Quasars are the oldest known astronomical objects and can thus provide important information on the state of the early Universe. They are thought to exist at the centres of giant host galaxies and may be powered by supermassive black holes, which would explain why they are the brightest objects in the sky.

There is now compelling evidence that galaxies as large as the Milky Way had already formed less than a billion years after the Big Bang. However, existing models of galaxy formation cannot explain how so much matter could have assembled at such a rapid rate.

Loeb and Barkana have now studied the absorption spectra of two very distant quasars, found at high redshifts of 4.79 and 6.28 by the Sloan Digital Sky Survey in 2001. The redshift is a measure of how fast an object is receding from the Earth due to the expansion of the Universe -- a higher redshift means that the object is further away. The spectra contained emission lines resulting from excited hydrogen atoms with characteristic “double-horn” peaks that could not be explained.

Loeb and Barkana believe that these peaks are unique “signatures” which may provide direct evidence that quasars are embedded in massive host galaxies. Such a host galaxy gravitationally pulls in large quantities of gas from its surroundings, which would absorb some of the light from the quasar. The researchers say that, based on the absorption signature, they can estimate the amount of gas falling into the host galaxy. This enables them to calculate the gravitational force exerted by the host galaxy and consequently its total mass.

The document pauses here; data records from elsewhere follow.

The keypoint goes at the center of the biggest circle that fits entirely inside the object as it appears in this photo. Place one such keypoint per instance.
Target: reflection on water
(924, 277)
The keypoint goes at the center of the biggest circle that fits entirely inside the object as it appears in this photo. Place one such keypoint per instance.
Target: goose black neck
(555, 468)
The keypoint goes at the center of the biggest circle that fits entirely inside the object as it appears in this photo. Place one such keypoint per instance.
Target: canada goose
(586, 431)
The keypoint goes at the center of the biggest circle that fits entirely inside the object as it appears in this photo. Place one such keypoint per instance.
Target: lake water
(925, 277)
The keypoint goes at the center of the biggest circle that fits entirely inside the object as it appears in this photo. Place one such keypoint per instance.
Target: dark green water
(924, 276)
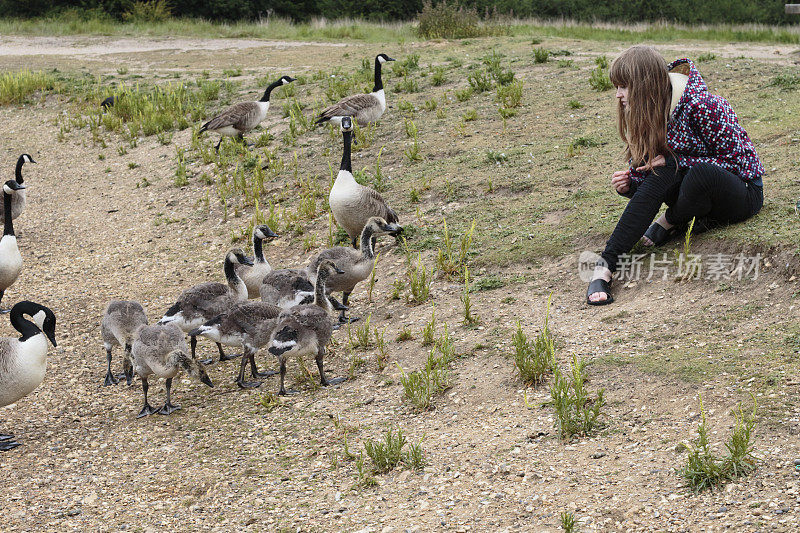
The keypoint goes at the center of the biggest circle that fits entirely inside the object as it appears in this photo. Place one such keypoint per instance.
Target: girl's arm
(714, 121)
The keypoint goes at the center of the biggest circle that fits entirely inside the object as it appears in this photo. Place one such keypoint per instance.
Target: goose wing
(349, 106)
(239, 116)
(374, 203)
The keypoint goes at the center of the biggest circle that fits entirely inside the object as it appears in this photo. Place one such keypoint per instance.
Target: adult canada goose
(119, 326)
(306, 329)
(10, 258)
(364, 108)
(23, 361)
(242, 117)
(353, 204)
(356, 264)
(205, 301)
(253, 275)
(248, 325)
(18, 200)
(161, 350)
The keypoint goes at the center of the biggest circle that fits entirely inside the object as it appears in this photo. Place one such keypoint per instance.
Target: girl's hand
(621, 181)
(658, 161)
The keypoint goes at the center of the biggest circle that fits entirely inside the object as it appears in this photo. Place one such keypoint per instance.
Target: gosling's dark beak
(393, 229)
(338, 306)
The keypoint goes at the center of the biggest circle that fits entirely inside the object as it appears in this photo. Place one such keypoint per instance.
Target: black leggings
(706, 192)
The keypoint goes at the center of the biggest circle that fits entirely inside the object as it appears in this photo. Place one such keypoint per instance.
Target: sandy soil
(226, 463)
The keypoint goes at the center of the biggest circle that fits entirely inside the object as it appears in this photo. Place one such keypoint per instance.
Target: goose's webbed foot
(168, 409)
(111, 379)
(8, 445)
(147, 410)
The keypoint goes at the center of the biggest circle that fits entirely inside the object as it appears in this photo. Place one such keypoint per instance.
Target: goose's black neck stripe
(258, 249)
(8, 224)
(271, 86)
(346, 163)
(366, 244)
(378, 80)
(18, 171)
(26, 328)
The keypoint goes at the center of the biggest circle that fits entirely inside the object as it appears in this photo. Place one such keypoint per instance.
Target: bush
(153, 11)
(447, 21)
(576, 412)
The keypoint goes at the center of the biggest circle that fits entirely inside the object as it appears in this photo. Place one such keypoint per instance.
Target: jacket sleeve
(715, 123)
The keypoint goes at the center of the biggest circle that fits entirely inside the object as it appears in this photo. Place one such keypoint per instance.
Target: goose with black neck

The researchers show that the two quasars lie in galaxies that weigh about 1012 solar masses -- which is about the size of the Milky Way. They calculate the total in-fall rate of gas into these galaxies to be about 1300 solar masses per year for the z=4.79 quasar and 2900 solar masses per year for the z=6.28 quasar. From these rates they estimate that the host galaxies of these quasars could have been formed in about 300 million years for the z=4.79 quasar and 900 million years for the z=6.28 quasar. This ties in well with the age of the Universe, which is estimated to be about 14 billion years.

The team admit that more observational data are needed to test their model and now hope to look at other quasars. “We are working on similar signatures for less massive galaxies - those that may host other sources of light such as gamma-ray bursts which are visible at greater distances,” Loeb told PhysicsWeb.